Here’s a composer who might be on the verge of receiving the recognition he deserves. Chandos is in the middle of a (slowly progressing!) Weinberg symphony cycle, and now here’s a release of three major chamber works composed in 1944 or 1945. The composer’s Jewish faith, and the dates of the music’s composition, have suggested this CD’s title, which is “On the Threshold of Hope.” Holocaust-related imagery and allusions to anti-Semitism pervade the booklet, probably in hopes of piquing the potential listener’s interest, but Weinberg never spent time in a Nazi concentration camp. In fact, he left Warsaw in 1939 and, instead of escaping to the West, he went east to Minsk, and then continued on to Tashkentafter the Germans invaded the Soviet Union. After the war, Weinberg remained in the Soviet Union and encountered its own brand of anti-Semitism. This, then, is really not “Holocaust music,” as some might be led to believe, even though Weinberg’s family was killed by the Nazis. Weinberg’s work is of a very high stature and really should not need extra-musical associations to attract new listeners. Goodness knows there’s already been enough confusion concerning alternative (and incorrect) spellings of his name as, for example, “Moysey Vainberg.”

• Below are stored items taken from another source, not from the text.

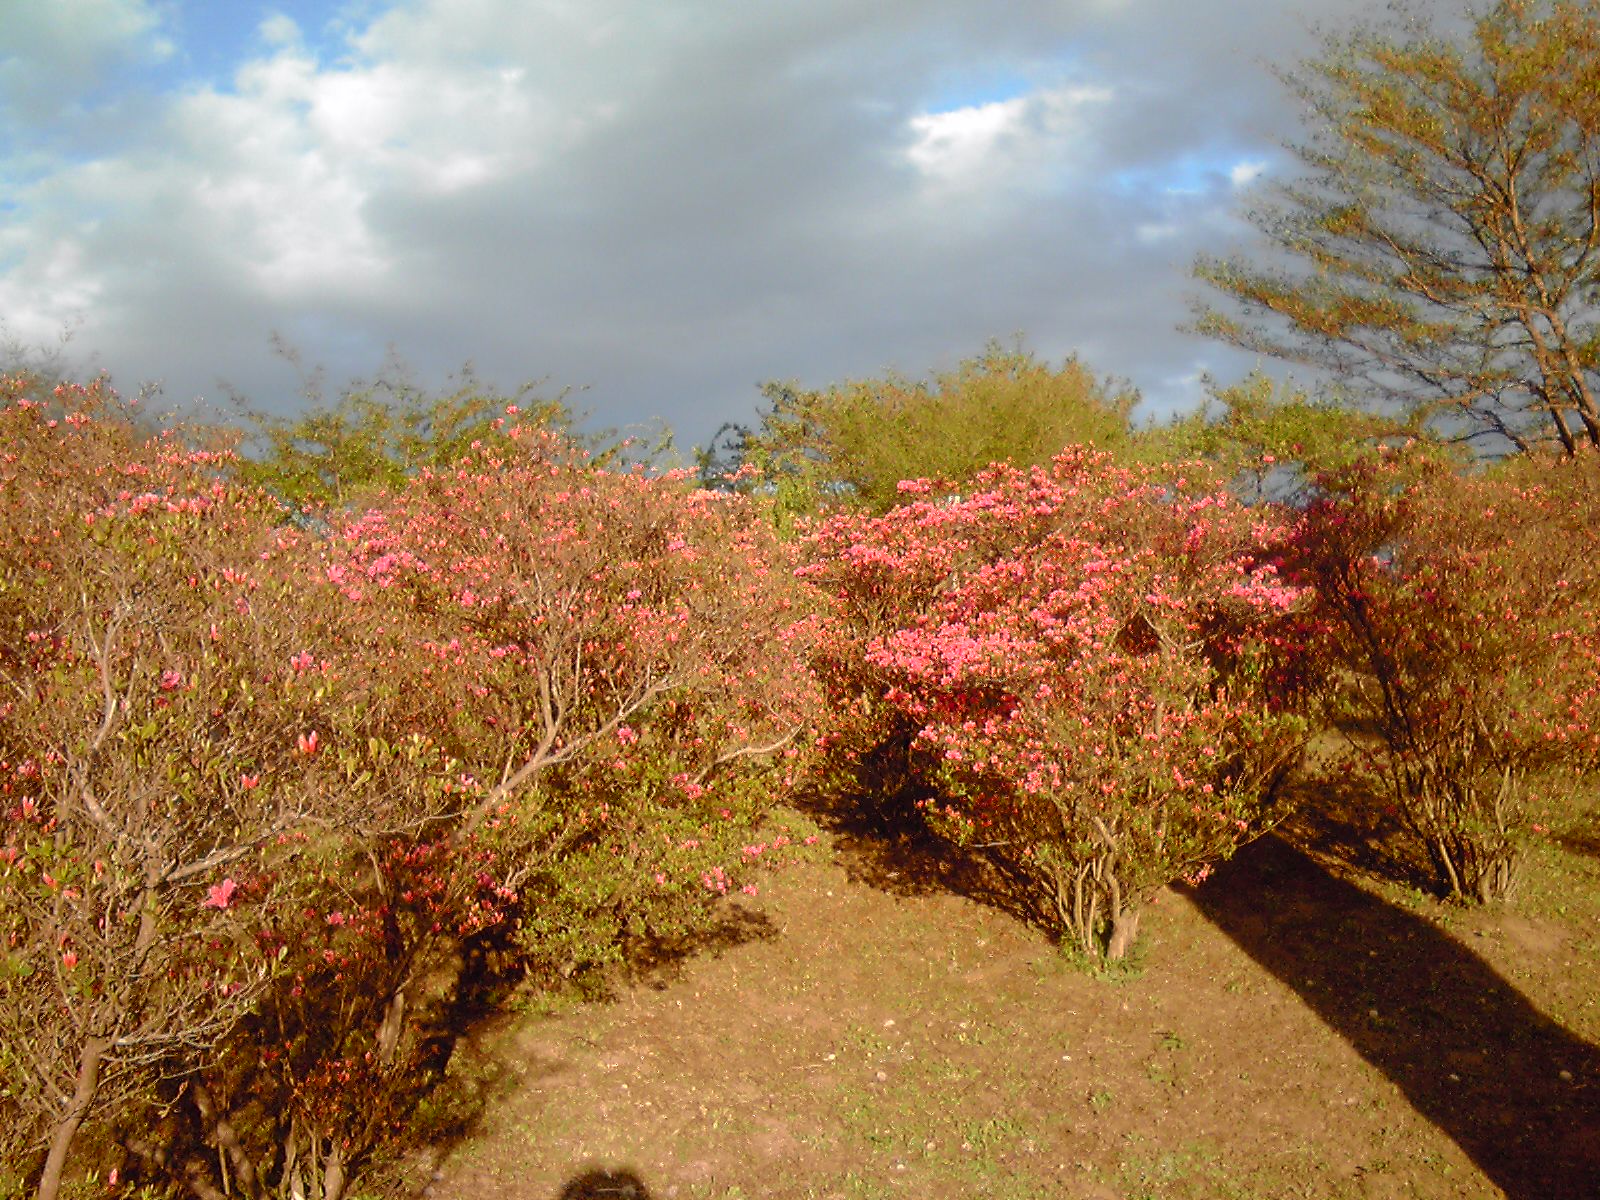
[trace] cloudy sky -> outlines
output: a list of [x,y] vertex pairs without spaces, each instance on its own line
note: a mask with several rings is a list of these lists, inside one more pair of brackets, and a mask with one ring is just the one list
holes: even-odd
[[1148,411],[1369,0],[0,0],[0,321],[169,400],[392,348],[680,442],[767,379],[1077,352]]

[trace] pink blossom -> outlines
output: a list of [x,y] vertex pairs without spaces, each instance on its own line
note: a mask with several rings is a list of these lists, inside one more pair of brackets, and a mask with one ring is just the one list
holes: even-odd
[[205,903],[202,908],[227,908],[233,903],[233,894],[239,890],[239,885],[232,879],[224,879],[221,883],[213,884],[206,889]]

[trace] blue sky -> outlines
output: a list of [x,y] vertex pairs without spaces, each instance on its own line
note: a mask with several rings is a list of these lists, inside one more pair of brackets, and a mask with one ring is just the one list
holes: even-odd
[[176,88],[196,83],[227,86],[240,62],[270,44],[263,26],[270,28],[268,22],[275,18],[288,18],[309,49],[335,61],[343,50],[344,33],[358,27],[362,10],[327,0],[278,4],[213,0],[158,6],[157,11],[175,50],[161,64],[160,74],[164,86]]
[[[0,319],[174,404],[398,355],[687,445],[1023,334],[1198,402],[1268,64],[1364,0],[0,0]],[[64,345],[62,338],[66,337]]]

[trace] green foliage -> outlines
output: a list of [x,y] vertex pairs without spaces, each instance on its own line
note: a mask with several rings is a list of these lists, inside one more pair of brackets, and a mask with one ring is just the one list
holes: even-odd
[[390,371],[297,417],[246,409],[251,453],[237,469],[292,505],[343,505],[399,487],[425,467],[455,463],[508,415],[563,433],[573,423],[561,398],[540,399],[532,384],[501,395],[468,371],[434,395]]
[[[1252,373],[1216,388],[1211,403],[1134,443],[1142,461],[1209,463],[1233,490],[1252,501],[1303,498],[1312,481],[1342,471],[1384,447],[1431,441],[1416,421],[1356,411],[1341,400],[1280,387]],[[1440,453],[1449,451],[1441,447]]]
[[1600,10],[1496,0],[1330,39],[1286,74],[1305,171],[1252,214],[1289,268],[1202,258],[1203,333],[1463,439],[1600,445]]
[[830,506],[885,512],[901,502],[902,480],[954,490],[991,463],[1036,466],[1068,445],[1120,445],[1136,400],[1076,358],[1053,367],[996,342],[923,381],[762,390],[760,428],[736,439],[732,457],[748,472],[744,486],[772,496],[780,524]]

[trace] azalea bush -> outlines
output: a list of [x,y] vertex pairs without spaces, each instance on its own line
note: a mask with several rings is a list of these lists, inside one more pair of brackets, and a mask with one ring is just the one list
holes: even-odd
[[140,444],[103,382],[0,381],[0,1071],[58,1191],[86,1121],[214,1053],[268,986],[285,839],[333,816],[278,509]]
[[[1196,468],[1198,472],[1199,469]],[[1271,820],[1298,758],[1278,530],[1216,488],[1089,449],[964,496],[836,517],[802,573],[857,789],[987,851],[1084,953]]]
[[540,897],[530,962],[570,974],[663,934],[667,897],[716,890],[717,856],[685,843],[748,842],[794,778],[819,703],[804,595],[741,498],[598,470],[513,422],[326,553],[394,728],[460,763],[458,836]]
[[246,1196],[335,1200],[436,1082],[459,1032],[462,947],[504,921],[510,897],[491,854],[447,837],[344,849],[300,848],[298,902],[260,935],[281,964],[274,984],[166,1106],[145,1139],[151,1173],[200,1194],[231,1181]]
[[1532,796],[1600,763],[1600,456],[1459,474],[1396,451],[1322,486],[1299,577],[1355,765],[1442,892],[1503,898]]
[[816,691],[766,526],[517,416],[331,515],[300,580],[337,613],[306,677],[345,696],[318,753],[361,837],[304,847],[310,898],[270,934],[283,970],[183,1133],[231,1146],[208,1178],[247,1194],[336,1200],[483,976],[560,984],[680,944],[790,840],[759,831]]
[[6,386],[13,1184],[338,1200],[483,977],[681,942],[792,840],[764,822],[817,694],[744,501],[513,409],[290,520],[103,383]]

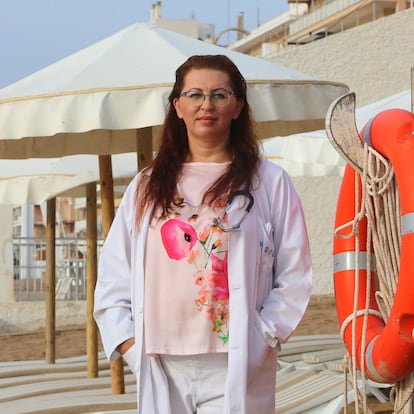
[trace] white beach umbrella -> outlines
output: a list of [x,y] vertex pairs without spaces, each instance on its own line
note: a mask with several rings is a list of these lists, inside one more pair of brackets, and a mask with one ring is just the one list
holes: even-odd
[[376,114],[387,109],[405,109],[411,111],[411,89],[357,108],[355,111],[356,125],[360,131],[363,126]]
[[[391,108],[411,110],[411,90],[391,95],[355,111],[358,130],[376,114]],[[275,137],[263,142],[264,155],[289,175],[342,176],[346,162],[330,143],[326,130]]]
[[[136,153],[112,156],[112,176],[118,186],[129,182],[137,170]],[[57,196],[85,197],[85,185],[99,180],[96,155],[1,160],[0,204],[40,204]]]
[[345,168],[324,130],[266,140],[263,151],[291,177],[340,176]]
[[[162,124],[175,69],[225,54],[248,82],[262,138],[320,129],[343,84],[137,23],[0,90],[0,158],[136,150]],[[39,139],[41,137],[42,139]]]

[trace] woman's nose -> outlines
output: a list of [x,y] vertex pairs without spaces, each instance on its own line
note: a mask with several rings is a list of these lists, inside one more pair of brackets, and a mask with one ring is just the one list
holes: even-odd
[[210,108],[214,106],[211,95],[204,95],[203,103],[201,104],[202,108]]

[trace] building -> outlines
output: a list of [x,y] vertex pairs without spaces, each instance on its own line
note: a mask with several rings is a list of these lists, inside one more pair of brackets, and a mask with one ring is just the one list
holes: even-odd
[[154,3],[151,7],[150,23],[207,42],[211,42],[214,38],[214,24],[200,23],[194,16],[192,19],[164,19],[160,1]]
[[274,59],[278,53],[392,15],[413,0],[288,0],[289,11],[252,30],[229,49]]

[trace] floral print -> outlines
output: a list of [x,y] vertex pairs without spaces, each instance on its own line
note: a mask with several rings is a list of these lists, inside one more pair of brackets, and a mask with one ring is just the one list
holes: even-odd
[[186,259],[187,263],[195,267],[193,276],[198,295],[195,306],[208,318],[213,332],[225,345],[229,340],[227,250],[223,249],[227,246],[224,239],[227,236],[215,224],[217,221],[213,217],[208,225],[197,232],[199,214],[192,211],[187,221],[184,221],[182,216],[187,204],[182,198],[176,198],[175,205],[178,211],[172,217],[166,217],[161,226],[163,246],[171,259]]
[[168,256],[174,260],[184,259],[197,241],[194,228],[178,219],[171,219],[163,224],[161,237]]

 Weinberg (1919-1996) met Shostakovich during the war years. Shostakovich apparently liked Weinberg’s music, and a warm relationship between the two composers persisted until Shostakovich’s death. Anyone who likes Shostakovich’s music probably will like Weinberg’s as well. (It also should be noted that Shostakovich, while not a Jew himself, was sympathetic, and daringly included Jewish themes in several of his major works.)

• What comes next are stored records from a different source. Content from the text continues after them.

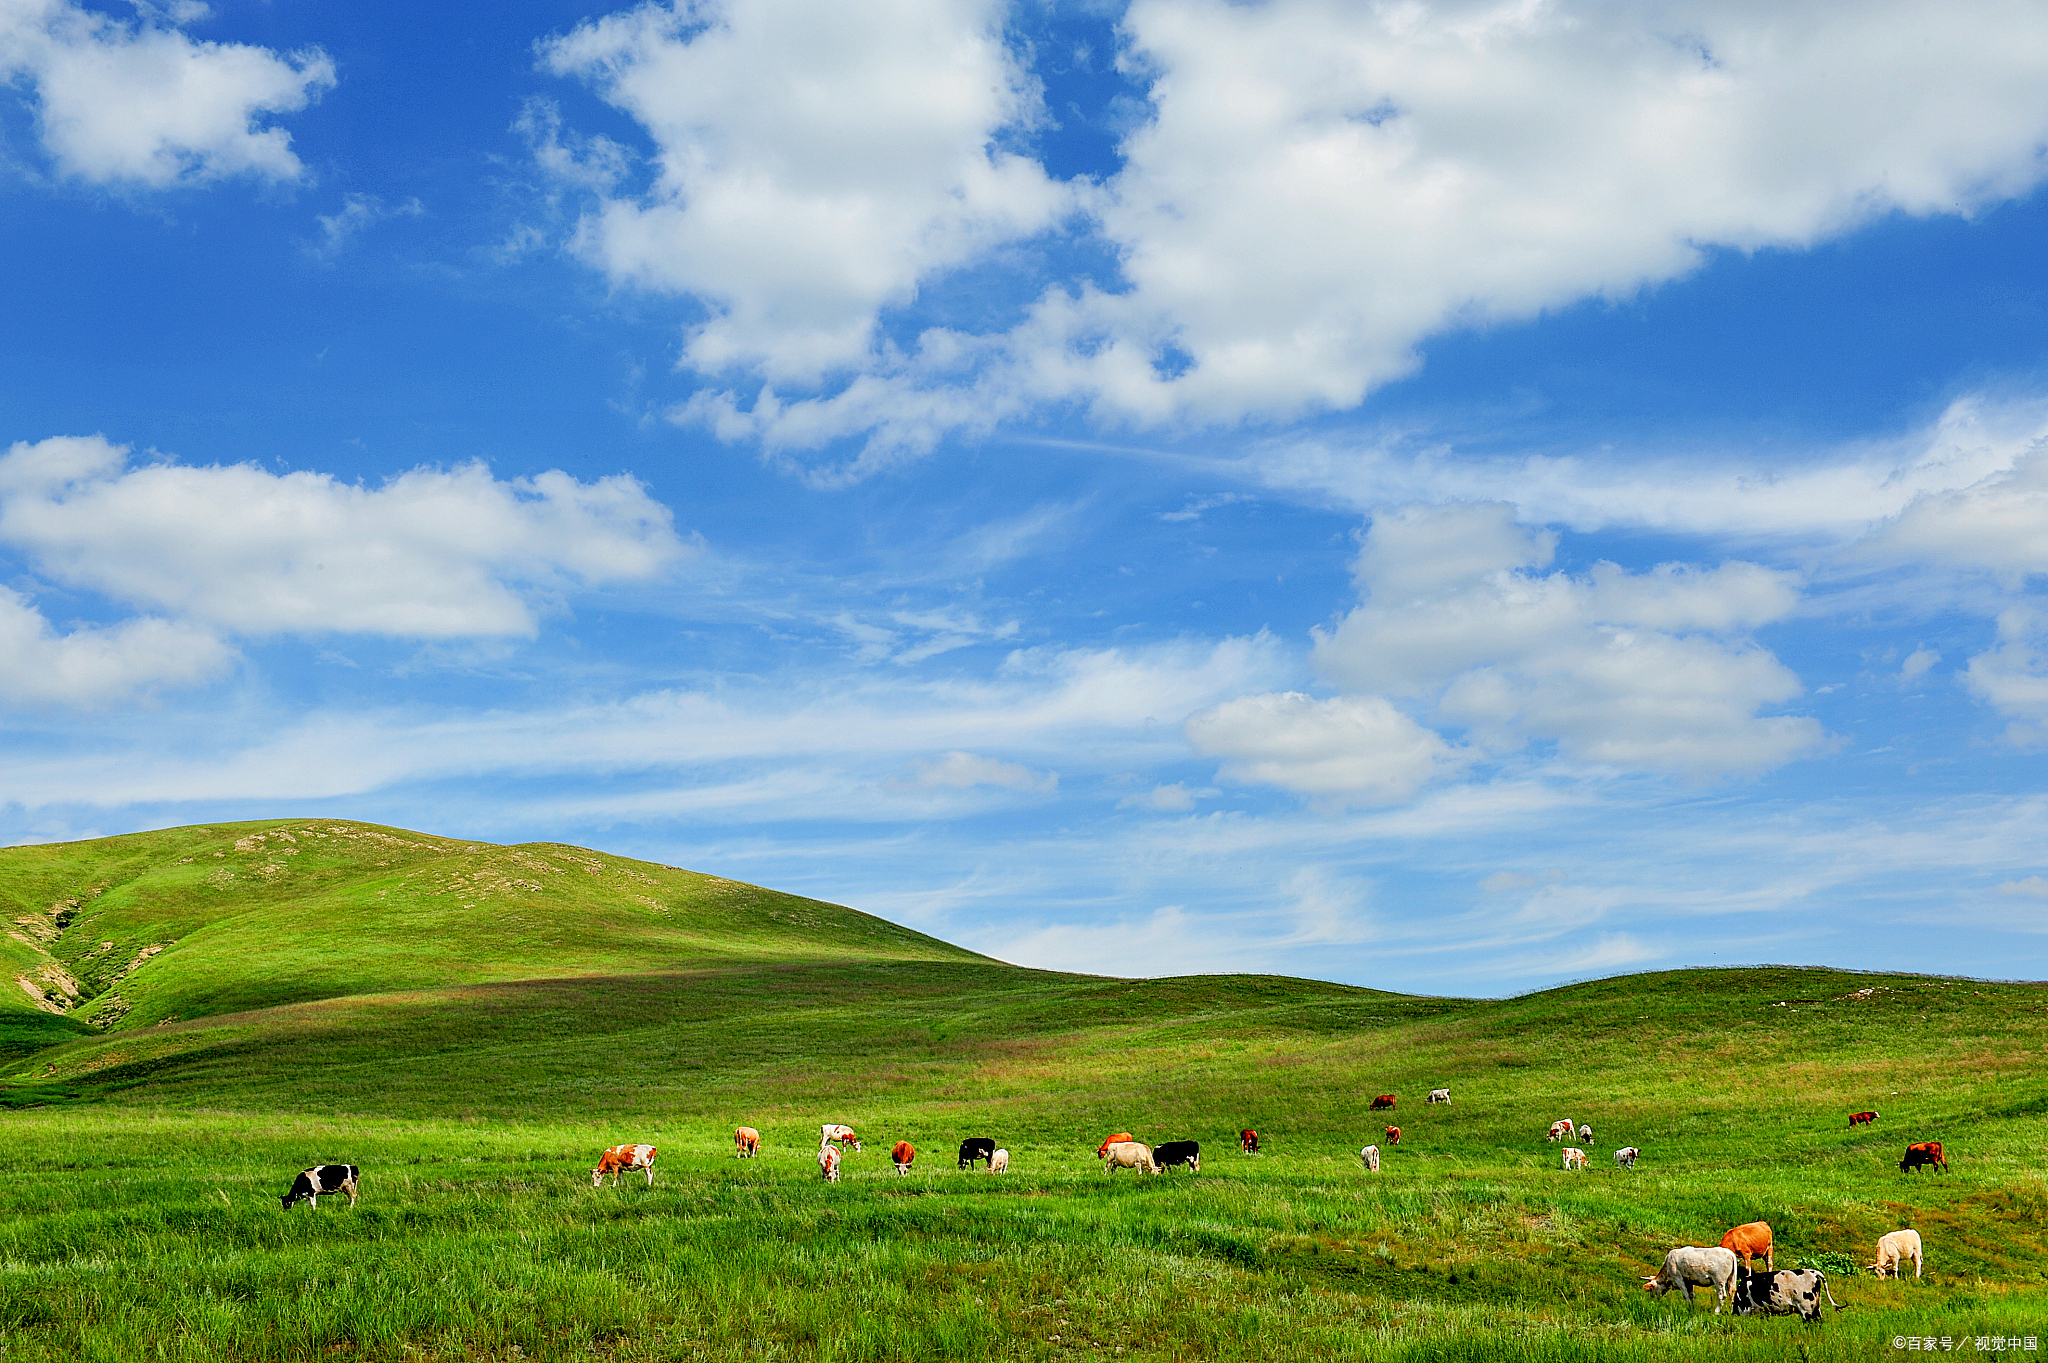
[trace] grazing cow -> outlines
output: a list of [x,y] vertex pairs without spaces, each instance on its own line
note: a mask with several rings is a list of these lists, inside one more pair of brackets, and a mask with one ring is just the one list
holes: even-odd
[[1636,1156],[1642,1153],[1633,1145],[1624,1145],[1621,1149],[1614,1152],[1614,1167],[1617,1169],[1633,1169],[1636,1167]]
[[969,1136],[960,1142],[960,1167],[967,1168],[976,1160],[993,1160],[996,1157],[996,1143],[986,1136]]
[[1948,1172],[1948,1160],[1941,1153],[1940,1141],[1915,1141],[1906,1147],[1906,1157],[1899,1161],[1899,1172],[1909,1173],[1921,1165]]
[[1714,1314],[1721,1314],[1721,1304],[1728,1300],[1735,1290],[1735,1251],[1729,1249],[1702,1249],[1698,1245],[1680,1245],[1664,1256],[1664,1266],[1654,1277],[1643,1279],[1643,1291],[1663,1296],[1672,1288],[1685,1293],[1685,1304],[1692,1305],[1692,1289],[1695,1284],[1714,1289]]
[[743,1126],[734,1131],[732,1143],[737,1147],[733,1151],[735,1159],[752,1159],[761,1153],[761,1133],[751,1126]]
[[1587,1145],[1593,1143],[1593,1127],[1591,1123],[1585,1123],[1579,1127],[1579,1139]]
[[1381,1108],[1392,1107],[1394,1105],[1394,1101],[1395,1099],[1393,1094],[1382,1093],[1379,1097],[1372,1100],[1372,1110],[1374,1112],[1378,1112]]
[[1849,1114],[1849,1125],[1869,1126],[1878,1119],[1879,1115],[1875,1112],[1852,1112]]
[[1202,1172],[1202,1143],[1200,1141],[1168,1141],[1152,1148],[1152,1158],[1162,1169],[1178,1165],[1187,1166],[1191,1174]]
[[1009,1173],[1010,1152],[1007,1150],[998,1150],[993,1155],[990,1155],[988,1157],[988,1171],[991,1174]]
[[292,1190],[284,1195],[284,1209],[290,1211],[295,1202],[317,1208],[322,1193],[347,1193],[348,1205],[353,1207],[360,1177],[353,1164],[316,1164],[292,1180]]
[[595,1188],[604,1182],[604,1176],[612,1176],[612,1187],[619,1186],[619,1179],[635,1169],[647,1171],[647,1186],[654,1186],[654,1147],[651,1145],[615,1145],[597,1157],[597,1167],[590,1171],[590,1186]]
[[1578,1131],[1578,1127],[1572,1125],[1571,1118],[1559,1117],[1550,1124],[1550,1139],[1554,1141],[1568,1141],[1577,1135]]
[[1380,1148],[1377,1145],[1366,1146],[1358,1152],[1358,1158],[1365,1161],[1365,1172],[1368,1174],[1377,1174],[1380,1171]]
[[1751,1221],[1735,1227],[1721,1237],[1721,1248],[1741,1255],[1744,1268],[1750,1266],[1751,1259],[1762,1259],[1765,1268],[1778,1266],[1771,1259],[1771,1223],[1768,1221]]
[[1143,1141],[1118,1141],[1102,1152],[1102,1172],[1113,1174],[1119,1169],[1138,1169],[1148,1174],[1160,1172],[1159,1161],[1152,1158],[1152,1147]]
[[1388,1144],[1388,1145],[1399,1145],[1400,1143],[1401,1143],[1401,1128],[1400,1128],[1400,1127],[1398,1127],[1398,1126],[1390,1126],[1390,1127],[1388,1127],[1388,1128],[1387,1128],[1387,1144]]
[[1427,1101],[1432,1103],[1448,1103],[1451,1101],[1451,1091],[1449,1089],[1431,1089]]
[[1109,1153],[1110,1146],[1116,1145],[1121,1141],[1127,1141],[1129,1139],[1131,1139],[1131,1133],[1128,1131],[1119,1131],[1114,1136],[1105,1136],[1103,1138],[1102,1144],[1095,1147],[1095,1158],[1101,1159],[1104,1155]]
[[860,1137],[853,1134],[852,1127],[842,1126],[838,1122],[826,1122],[818,1128],[818,1144],[832,1142],[837,1142],[842,1147],[850,1145],[855,1150],[860,1149]]
[[1239,1131],[1237,1133],[1237,1148],[1244,1151],[1244,1153],[1247,1155],[1258,1154],[1259,1133],[1252,1130],[1250,1127],[1245,1127],[1243,1130]]
[[889,1152],[889,1158],[896,1161],[897,1173],[907,1174],[910,1172],[910,1162],[917,1158],[917,1147],[909,1141],[898,1141],[896,1148]]
[[1818,1325],[1823,1295],[1827,1297],[1829,1306],[1837,1311],[1842,1309],[1842,1304],[1835,1300],[1835,1294],[1828,1290],[1828,1275],[1817,1268],[1781,1268],[1773,1273],[1751,1273],[1746,1268],[1735,1270],[1732,1298],[1738,1316],[1754,1315],[1759,1311],[1767,1316],[1782,1316],[1796,1311],[1799,1319],[1808,1325]]
[[1899,1267],[1906,1260],[1913,1261],[1913,1276],[1920,1276],[1920,1232],[1916,1230],[1895,1230],[1889,1235],[1878,1237],[1877,1262],[1870,1267],[1882,1278],[1889,1272],[1899,1276]]
[[818,1147],[818,1172],[824,1176],[827,1183],[837,1183],[839,1181],[838,1146],[821,1145]]
[[1576,1145],[1567,1145],[1564,1148],[1564,1167],[1567,1169],[1584,1169],[1586,1167],[1586,1152],[1579,1149]]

 All three works on this CD are both approachable and artistically important; this is not a “niche” release by any means. The three-movement Clarinet Sonata certainly should be a staple of that instrument’s repertoire, not just for the suggestions of klezmer music in the second movement, but also for the entire sonata’s ambitious construction and for the worthwhile challenge it poses to the soloist. The song-cycle is a setting of six Yiddish poems by Shmuel Halkin. Although the texts celebrate the Soviet war effort - the soldiers and those remaining at home - this is hardly a glorification of war, or mere jingoism. Weinberg achieved something here that Shostakovich never was able to achieve, in my opinion: nationalistic music of a high quality without a trace of irony. The third work on this CD is a Piano Quintet from 1944. This is a work in five movements, in which the second and third are fast and increasingly grotesque, and the fourth a frozen Largo that is almost twice as long as the next longest movement. (Similarities to Shostakovich again!) The Quintet begins with a memorable theme, and Weinberg cannily brings it back at the end of the work. The driving final movement also contains episodes strongly reminiscent of a Highland fling, but that surely must be a coincidence!

 The ARC Ensemble is comprised of faculty members from the Royal Conservatory of Music in Toronto. On this CD, we hear clarinetist Joaquín Valdepeñas, violinists Erika Raum and Marie Bérard, violist Steven Dann, cellist Bryan Epperson, and pianists Dianne Werner and David Louie. All the performances are first-class in the sense that I don’t see how they could be improved upon. Canadian tenor Richard Margison lends his handsome voice and interpretive commitment to the Halkin songs. The performances are complemented by excellent engineering.

The major classical labels are playing it very safe these days, and I would not have expected a CD such as this one to appear on RCA Red Seal. Please show Sony BMG Masterworks that this is the kind of CD you want them to release more of by buying “On the Threshold of Hope.”